After discussing the issue with Microsoft, Trend Micro had begun to retest to find whether the virus could infect Windows systems.

Whoever they are, the virus writers have been busy. In the past two weeks, Trend Micro has tallied no less than 17 new variants written in VBScript. None of which could harm users.

Microsoft said that such viruses could not infect via Internet Explorer, unless the user changed the security settings manually.

"As a user you would have to go to a site that was designed to be malicious, and lower IE security," said Mike Nichols, Internet Explorer product manager. Even when IE's security is set to low, users are still prompted every time a script tries to run, he said.

Future viruses in e-mail
Essentially a macro virus, HTML viruses are written in the language of the Web. Trend Micro's findings also included viruses written in Visual Basic script.

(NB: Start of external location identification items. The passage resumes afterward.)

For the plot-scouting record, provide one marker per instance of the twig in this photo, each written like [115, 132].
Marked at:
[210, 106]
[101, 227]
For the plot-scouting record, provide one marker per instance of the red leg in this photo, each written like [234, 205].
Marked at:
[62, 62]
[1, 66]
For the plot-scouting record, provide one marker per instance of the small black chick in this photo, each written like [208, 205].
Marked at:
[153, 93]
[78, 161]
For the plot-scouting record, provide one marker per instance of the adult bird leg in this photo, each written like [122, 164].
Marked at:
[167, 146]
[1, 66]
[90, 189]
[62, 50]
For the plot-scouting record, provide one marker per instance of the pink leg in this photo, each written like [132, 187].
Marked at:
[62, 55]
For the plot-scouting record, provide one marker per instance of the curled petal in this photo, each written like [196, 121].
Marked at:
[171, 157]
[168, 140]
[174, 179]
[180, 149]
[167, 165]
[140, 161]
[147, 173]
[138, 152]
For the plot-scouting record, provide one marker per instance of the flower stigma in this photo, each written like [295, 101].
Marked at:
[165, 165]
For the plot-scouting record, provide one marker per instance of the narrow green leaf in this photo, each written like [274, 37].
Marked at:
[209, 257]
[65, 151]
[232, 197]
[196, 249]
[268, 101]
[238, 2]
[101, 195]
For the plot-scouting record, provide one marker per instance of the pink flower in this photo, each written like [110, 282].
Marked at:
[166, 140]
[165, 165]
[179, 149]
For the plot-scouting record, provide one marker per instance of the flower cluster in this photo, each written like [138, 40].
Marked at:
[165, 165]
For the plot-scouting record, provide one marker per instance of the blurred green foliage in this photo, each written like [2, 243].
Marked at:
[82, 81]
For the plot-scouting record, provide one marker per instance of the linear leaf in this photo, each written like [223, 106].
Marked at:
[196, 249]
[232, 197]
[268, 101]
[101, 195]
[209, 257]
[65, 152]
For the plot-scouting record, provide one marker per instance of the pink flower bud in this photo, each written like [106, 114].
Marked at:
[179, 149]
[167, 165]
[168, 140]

Originally, the threat of e-mail macro viruses was expected to come from Microsoft's combination of Outlook 98 and Windows 98.

At the end of July, Finnish students found holes in Outlook that let viruses spread by e-mail. However, that security hole could only be exploited by luring the user to click on an overlong HTML link.

Several experts had predicted that some virus writer would put the two together.

Instead, HTML viruses are an interesting new research topic -- yes -- but not the next Internet Worm.